The State Department has requested from the public ideas for countering violent extremism. I have written extensively on this and the following is a paper of mine that will be presented at the UN sponsored International Conference on The Evolution of Human Rights Concepts on March 1, 2015, in Tehran, Iran.
The paper has several parts:
(Entire Paper)
“At the time of a clash of civilizations it is not unusual for both sides to re-examine, define, and even sometimes codify their basic values and cultural institutions in order to both preserve and convey their basic values and traditions. At the time of the fall of communism in the Soviet Union and in Eastern Europe, the United States did this poorly. It appears that we are making a similar mistake in our war against terrorism, which is very much a battle of ideas and ideologies and will have to be understood as such for any chance of a long-term resolution and reconciliation.
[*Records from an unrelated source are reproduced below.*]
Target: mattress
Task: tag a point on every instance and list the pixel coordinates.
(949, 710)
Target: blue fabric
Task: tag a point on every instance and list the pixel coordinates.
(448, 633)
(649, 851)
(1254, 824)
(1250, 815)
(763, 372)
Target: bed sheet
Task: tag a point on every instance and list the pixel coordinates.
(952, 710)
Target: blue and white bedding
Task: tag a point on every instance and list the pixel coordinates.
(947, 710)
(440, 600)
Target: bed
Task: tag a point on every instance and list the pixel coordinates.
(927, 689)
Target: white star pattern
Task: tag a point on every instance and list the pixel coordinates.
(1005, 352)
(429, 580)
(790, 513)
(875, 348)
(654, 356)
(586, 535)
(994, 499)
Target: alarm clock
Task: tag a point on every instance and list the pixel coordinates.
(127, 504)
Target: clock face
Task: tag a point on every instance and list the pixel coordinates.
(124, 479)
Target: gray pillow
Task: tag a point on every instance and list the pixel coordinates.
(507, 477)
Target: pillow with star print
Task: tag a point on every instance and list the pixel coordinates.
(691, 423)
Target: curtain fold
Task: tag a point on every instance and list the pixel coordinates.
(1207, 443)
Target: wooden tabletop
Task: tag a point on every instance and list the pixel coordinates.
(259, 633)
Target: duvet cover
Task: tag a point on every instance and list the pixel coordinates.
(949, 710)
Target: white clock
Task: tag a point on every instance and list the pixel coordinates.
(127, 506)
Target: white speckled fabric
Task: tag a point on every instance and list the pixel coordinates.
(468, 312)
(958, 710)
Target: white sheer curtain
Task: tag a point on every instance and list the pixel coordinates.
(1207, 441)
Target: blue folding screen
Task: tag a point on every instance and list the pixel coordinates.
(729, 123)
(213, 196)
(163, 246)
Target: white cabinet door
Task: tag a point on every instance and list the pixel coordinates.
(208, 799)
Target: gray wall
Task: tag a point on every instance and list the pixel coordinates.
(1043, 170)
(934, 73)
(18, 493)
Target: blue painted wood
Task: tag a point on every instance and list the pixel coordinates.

We are missing a defining opportunity in the history of the moral and political philosophy of the liberal tradition; first, by not defining our primary moral value as equality, understood as a respect for the dignity and worth of our common humanity; and second, by not defining our government as a constitutional democracy, which is the only way to convey both the substantive and the procedural concepts of equality that it incorporates.”
“Medical ethics have a lot to offer the larger fields of moral and political philosophy at this particular time in history, in part, because they have the capacity to accommodate pluralism in a global community without alienation or coercion.”